Destroying the INF agreement opens the way for Russia to deploy many more of the missiles in question - increasing both the threat to Nato countries but also, in all likelihood, the differences between many of them and Washington in strategy direction.

Dismay in Europe

Russia may indeed be in breach of the treaty if the US is to be believed but it is the Trump Administration that will be blamed for tearing it up. This matters: President Trump already has a track record of abandoning deals entered into by his predecessors - from the Iran nuclear agreement to treaties on climate change and trade.

Many fear that Mr Trump is gradually destroying the liberal international order that the US was largely responsible for constructing post-WW2. Certainly this is not Mr Trump's doing alone. The contemporary world disorder is marked by a range of states - large and relatively small, from Russia to China, to Turkey, to Saudi Arabia - all who have strong authoritarian leaders determined to do whatever they think they must to further their national interests.

Critics of Mr Trump say that an America that no longer stewards the global order facilitates such trends. Mr Trump may argue that he simply wants a better INF deal, in the same way he insists he wants a better and more restrictive nuclear agreement with Iran but what are the chances of him achieving either of these goals?

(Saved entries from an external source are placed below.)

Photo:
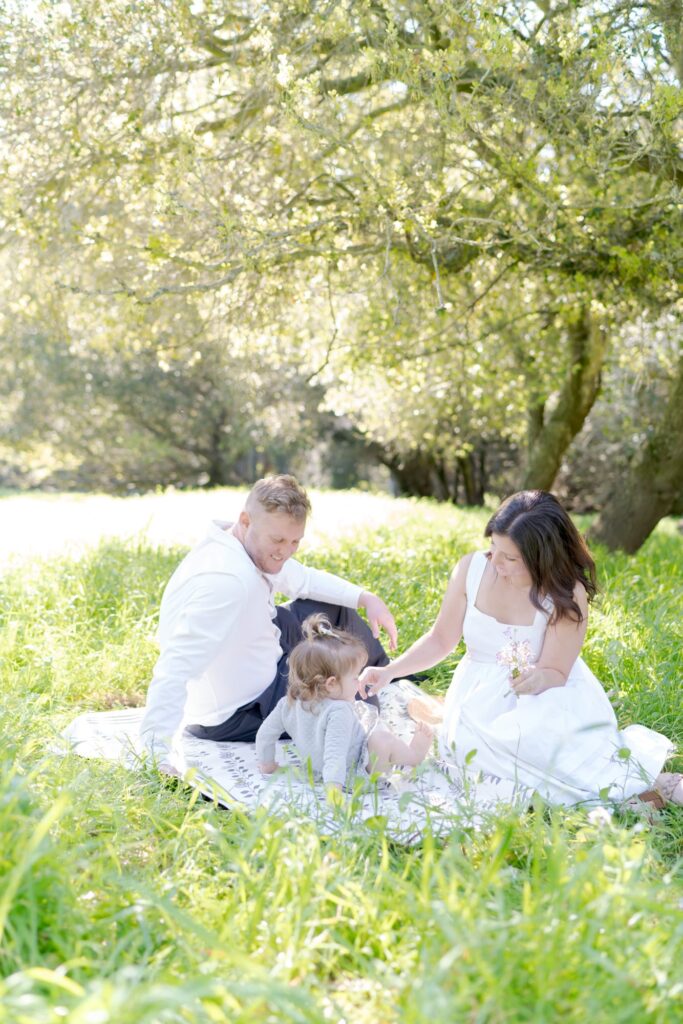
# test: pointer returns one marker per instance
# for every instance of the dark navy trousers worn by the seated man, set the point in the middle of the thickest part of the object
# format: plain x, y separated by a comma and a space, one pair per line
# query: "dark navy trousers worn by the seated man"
244, 724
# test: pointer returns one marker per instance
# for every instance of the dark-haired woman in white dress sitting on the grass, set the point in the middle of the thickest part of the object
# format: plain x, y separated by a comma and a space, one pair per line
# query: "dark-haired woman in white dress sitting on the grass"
523, 705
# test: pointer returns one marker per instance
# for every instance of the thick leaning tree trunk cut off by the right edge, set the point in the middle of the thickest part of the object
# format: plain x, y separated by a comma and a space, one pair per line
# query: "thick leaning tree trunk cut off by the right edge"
652, 487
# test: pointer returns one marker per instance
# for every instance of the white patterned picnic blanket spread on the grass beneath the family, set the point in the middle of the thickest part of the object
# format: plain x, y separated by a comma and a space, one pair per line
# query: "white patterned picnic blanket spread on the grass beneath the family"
436, 795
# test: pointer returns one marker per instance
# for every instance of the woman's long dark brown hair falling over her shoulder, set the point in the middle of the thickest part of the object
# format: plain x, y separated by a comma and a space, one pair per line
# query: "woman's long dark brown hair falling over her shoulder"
553, 550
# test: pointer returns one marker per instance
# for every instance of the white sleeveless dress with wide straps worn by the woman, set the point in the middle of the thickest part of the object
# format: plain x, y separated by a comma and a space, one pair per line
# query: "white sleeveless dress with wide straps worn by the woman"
565, 743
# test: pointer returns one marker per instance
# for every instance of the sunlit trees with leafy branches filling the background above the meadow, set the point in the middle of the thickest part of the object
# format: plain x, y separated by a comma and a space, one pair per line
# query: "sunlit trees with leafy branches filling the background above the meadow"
442, 239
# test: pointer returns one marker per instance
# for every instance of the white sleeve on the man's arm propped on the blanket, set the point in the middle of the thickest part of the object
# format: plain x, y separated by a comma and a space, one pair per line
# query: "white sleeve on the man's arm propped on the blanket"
208, 614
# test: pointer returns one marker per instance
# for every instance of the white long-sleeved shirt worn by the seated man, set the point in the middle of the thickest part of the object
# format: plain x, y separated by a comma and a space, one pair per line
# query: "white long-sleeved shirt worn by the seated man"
220, 646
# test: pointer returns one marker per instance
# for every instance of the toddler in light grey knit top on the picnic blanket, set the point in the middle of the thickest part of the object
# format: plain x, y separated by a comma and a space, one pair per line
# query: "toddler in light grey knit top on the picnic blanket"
321, 713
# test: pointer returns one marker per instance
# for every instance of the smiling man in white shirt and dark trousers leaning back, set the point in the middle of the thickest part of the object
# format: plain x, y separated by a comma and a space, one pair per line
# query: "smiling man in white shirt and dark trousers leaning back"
224, 644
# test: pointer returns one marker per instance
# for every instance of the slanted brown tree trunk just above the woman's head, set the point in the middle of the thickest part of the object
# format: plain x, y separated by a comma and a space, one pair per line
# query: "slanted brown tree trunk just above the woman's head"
550, 438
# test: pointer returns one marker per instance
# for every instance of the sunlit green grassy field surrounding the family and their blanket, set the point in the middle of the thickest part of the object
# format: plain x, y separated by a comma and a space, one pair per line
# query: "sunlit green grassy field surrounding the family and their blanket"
125, 900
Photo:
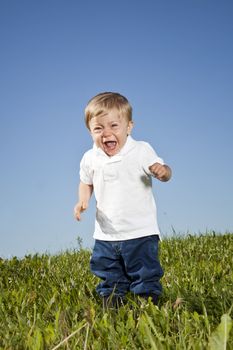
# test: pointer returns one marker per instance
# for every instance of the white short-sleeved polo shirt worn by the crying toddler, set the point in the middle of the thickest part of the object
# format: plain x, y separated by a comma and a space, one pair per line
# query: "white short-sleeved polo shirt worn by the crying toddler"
122, 184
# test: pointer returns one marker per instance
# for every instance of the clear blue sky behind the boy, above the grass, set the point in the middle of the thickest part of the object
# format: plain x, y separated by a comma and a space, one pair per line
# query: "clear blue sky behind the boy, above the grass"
173, 60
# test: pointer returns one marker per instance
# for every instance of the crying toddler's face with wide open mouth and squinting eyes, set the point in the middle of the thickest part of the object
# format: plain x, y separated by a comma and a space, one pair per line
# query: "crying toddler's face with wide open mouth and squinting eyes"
110, 131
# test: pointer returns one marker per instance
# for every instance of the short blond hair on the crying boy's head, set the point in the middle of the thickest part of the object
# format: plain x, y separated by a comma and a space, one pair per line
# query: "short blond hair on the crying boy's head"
102, 103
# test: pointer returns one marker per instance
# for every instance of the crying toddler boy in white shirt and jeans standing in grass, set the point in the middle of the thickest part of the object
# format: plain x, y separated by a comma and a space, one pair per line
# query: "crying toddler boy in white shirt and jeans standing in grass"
119, 170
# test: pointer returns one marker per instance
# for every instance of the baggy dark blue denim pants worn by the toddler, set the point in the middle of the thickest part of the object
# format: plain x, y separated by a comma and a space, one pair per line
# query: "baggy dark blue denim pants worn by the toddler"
127, 266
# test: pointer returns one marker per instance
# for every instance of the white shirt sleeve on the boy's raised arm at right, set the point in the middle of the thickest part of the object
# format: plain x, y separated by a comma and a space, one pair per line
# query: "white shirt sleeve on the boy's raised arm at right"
148, 157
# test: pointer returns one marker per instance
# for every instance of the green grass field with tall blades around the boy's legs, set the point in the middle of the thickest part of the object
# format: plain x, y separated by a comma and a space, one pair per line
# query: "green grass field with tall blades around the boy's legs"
49, 302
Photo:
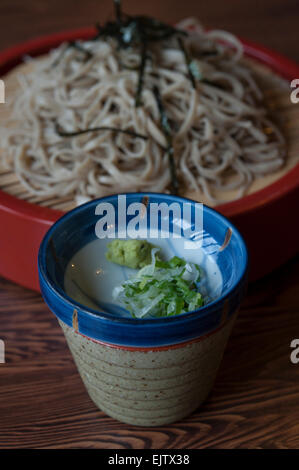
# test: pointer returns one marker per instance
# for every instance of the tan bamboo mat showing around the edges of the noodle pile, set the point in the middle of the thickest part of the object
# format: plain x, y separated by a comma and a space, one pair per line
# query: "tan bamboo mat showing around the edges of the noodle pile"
282, 111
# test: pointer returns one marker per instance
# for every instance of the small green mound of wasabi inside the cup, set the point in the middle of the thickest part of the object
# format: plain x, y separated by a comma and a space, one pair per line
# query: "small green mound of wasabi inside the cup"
131, 253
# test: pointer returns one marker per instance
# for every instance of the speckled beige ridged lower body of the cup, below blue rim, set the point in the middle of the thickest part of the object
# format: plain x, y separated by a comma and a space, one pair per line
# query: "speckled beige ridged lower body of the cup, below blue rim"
152, 386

Many of Washington's closest allies will be dismayed at the Trump administration's decision on INF, even while they share Washington's assessment of Russia's behaviour. There will be little enthusiasm in Western Europe for the deployment of new ground-launched US nuclear systems.

Dangerous new era

The collapse of the INF agreement more generally sets a new and more dangerous context for strategic rivalry between the US and Russia.

Despite its nuclear arsenal, Russia remains a relatively weak player compared to the US. However it remains determined to use what limited leverage it has as a disruptive force. Russia's cyber and information warfare operations are well documented - intruding into election campaigns and the political life of several nations - quite apart from its military engagement in Ukraine and Syria.

The Trump administration - largely because of Mr Trump's own curious attitude to his Russian counterpart - has sometimes appeared ambivalent towards Russia. But overall, irrespective of Mr Trump's personal Twitter storms, there is a hardening line.

We are entering a new era of strategic competition. It is not necessarily a Cold War Mark II because Russian power is in no way comparable to that of the Soviet Union. But it is a dangerous period - especially if many of the agreements that provided the "rules of the road" are to be abandoned.

The Pacific dimension

One suggested reason for the Pentagon's willingness to overthrow the INF agreement is Washington's growing strategic rivalry with China - the military competition that is going to shape the coming decades.

As economic power shifts eastward, the US is eager, if not to contain China, then to build up its own forces to better counter their rapidly modernising military capabilities. The US wants to maintain access to international waters in the face of Chinese encroachments, as well as to reassure its allies in the region that it remains a Pacific power to be reckoned with.

China was not a party to the INF treaty and has not been bound by its limits. In 2015, for example, it deployed the Dong Feng-26 system - a ballistic missile with a range of 3,000-4,000km - far enough to enable it to strike most US bases in the Pacific.

But what remains unclear is the value there is in the US developing and deploying similar systems if the INF treaty is abandoned. Where would it put them, for example? Many of its allies might be reluctant to host such systems and air- and sea-launched alternatives might prove far more useful.

This point is as valid in Europe as it is in the Asia-Pacific region. The INF treaty bans ground-launched systems but says nothing about air- and sea-launched equivalents. If the US really wants to do something about the INF treaty it could continue to try to press the Russians back into compliance while developing new weapons systems of its own that would not breach the agreement - but that is not Mr Trump's style.

With Russian spokesmen insisting that their response to a US withdrawal would be "to act to restore the nuclear defence balance" there's a danger of a renewed nuclear arms race.